It’s a well-documented reality across nearly all lines of insurance coverage that fraudulent claims account for 5–10% of total claims processed. And despite the industry’s best efforts to combat fraudulent activity, it’s largely accepted as a “cost of doing business” in the world of insurance.
What has frustrated several of my self-funded clients however, is that medical claims fraud perpetrated by doctors is often allowed to continue for weeks, months or even years on end – all while the client continues to foot the medical claims expense associated with the providers.
The reasons are multifold. Firstly, the carriers want to see a documented pattern of fraud before they are willing to step in and flag providers. Many doctors perform a wide variety of services, so even things that look and smell fishy get a pass for a long time due to the favorable language of the provider contacts.
Secondly, and perhaps more maddening, is that once a provider is deemed fraudulent, law enforcement – typically at the federal government level – is called into action and they won’t allow claims to be stopped so as to not tip their hand about an ongoing investigation. All the while clients continue to accrue tens (if not hundreds) of thousands of additional claims costs that they know to be fraudulent.

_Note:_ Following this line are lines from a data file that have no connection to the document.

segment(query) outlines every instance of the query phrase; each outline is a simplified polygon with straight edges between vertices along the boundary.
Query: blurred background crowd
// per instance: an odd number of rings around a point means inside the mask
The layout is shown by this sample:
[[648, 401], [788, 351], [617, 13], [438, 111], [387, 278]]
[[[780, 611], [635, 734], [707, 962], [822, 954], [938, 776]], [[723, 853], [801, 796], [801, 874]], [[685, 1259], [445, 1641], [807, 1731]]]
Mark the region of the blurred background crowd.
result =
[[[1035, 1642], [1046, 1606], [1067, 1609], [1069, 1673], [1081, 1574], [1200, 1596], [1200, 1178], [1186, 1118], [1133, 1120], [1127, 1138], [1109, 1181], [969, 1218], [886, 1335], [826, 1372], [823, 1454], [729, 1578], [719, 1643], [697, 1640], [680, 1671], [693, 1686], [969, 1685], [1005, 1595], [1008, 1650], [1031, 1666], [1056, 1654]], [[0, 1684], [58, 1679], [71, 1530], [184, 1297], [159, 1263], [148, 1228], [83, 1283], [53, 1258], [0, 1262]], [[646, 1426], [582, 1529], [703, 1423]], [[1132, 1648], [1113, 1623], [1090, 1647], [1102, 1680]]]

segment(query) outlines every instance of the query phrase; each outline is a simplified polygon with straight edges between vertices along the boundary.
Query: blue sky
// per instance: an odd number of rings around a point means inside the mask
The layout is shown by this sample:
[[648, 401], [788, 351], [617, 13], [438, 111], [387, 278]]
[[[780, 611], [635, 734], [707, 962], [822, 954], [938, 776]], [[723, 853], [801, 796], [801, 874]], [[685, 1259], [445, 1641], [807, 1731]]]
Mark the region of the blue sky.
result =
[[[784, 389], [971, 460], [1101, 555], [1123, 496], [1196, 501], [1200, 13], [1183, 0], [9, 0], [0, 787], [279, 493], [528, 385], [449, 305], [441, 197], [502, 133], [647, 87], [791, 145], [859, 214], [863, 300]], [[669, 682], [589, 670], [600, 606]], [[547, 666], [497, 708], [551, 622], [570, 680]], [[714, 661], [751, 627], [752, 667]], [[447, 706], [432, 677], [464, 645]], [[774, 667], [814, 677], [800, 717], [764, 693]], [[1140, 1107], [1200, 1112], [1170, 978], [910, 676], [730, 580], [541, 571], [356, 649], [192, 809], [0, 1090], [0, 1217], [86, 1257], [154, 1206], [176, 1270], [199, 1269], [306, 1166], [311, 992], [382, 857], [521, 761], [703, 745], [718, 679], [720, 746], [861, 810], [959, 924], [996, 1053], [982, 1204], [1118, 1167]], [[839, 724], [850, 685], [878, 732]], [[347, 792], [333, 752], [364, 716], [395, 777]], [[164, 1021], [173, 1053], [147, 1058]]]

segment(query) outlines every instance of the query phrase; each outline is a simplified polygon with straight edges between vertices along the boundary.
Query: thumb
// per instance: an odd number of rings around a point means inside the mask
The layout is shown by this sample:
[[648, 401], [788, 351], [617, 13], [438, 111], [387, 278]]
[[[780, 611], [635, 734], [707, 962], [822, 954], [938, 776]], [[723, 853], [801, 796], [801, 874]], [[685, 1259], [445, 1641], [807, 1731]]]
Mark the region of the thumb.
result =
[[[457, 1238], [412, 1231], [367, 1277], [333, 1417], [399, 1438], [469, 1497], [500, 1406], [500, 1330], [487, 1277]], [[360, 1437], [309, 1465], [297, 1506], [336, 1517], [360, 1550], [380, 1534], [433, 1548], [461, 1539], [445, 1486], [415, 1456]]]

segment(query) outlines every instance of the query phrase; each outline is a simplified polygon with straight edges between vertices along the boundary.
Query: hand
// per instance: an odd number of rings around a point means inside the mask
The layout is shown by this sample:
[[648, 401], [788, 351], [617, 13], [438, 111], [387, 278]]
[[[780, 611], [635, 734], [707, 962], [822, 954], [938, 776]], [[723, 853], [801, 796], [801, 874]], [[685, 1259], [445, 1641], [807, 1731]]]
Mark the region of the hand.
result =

Despite all its quirky billing and procedure codes that add huge administrative burden, in my opinion, the carrier payment system based upon thousands of CPT codes and “modifiers” continues to be too provider-friendly. The complexity of the system has enabled unfair gamesmanship and misbehavior to the detriment of the payers (carriers and clients alike). We need a simpler and more responsive payment system. And with latest healthcare trend figures showing a pickup in medical inflation threatening to push medical spend to 20% of U.S. Gross Domestic Product (GDP), the urgency for action is now.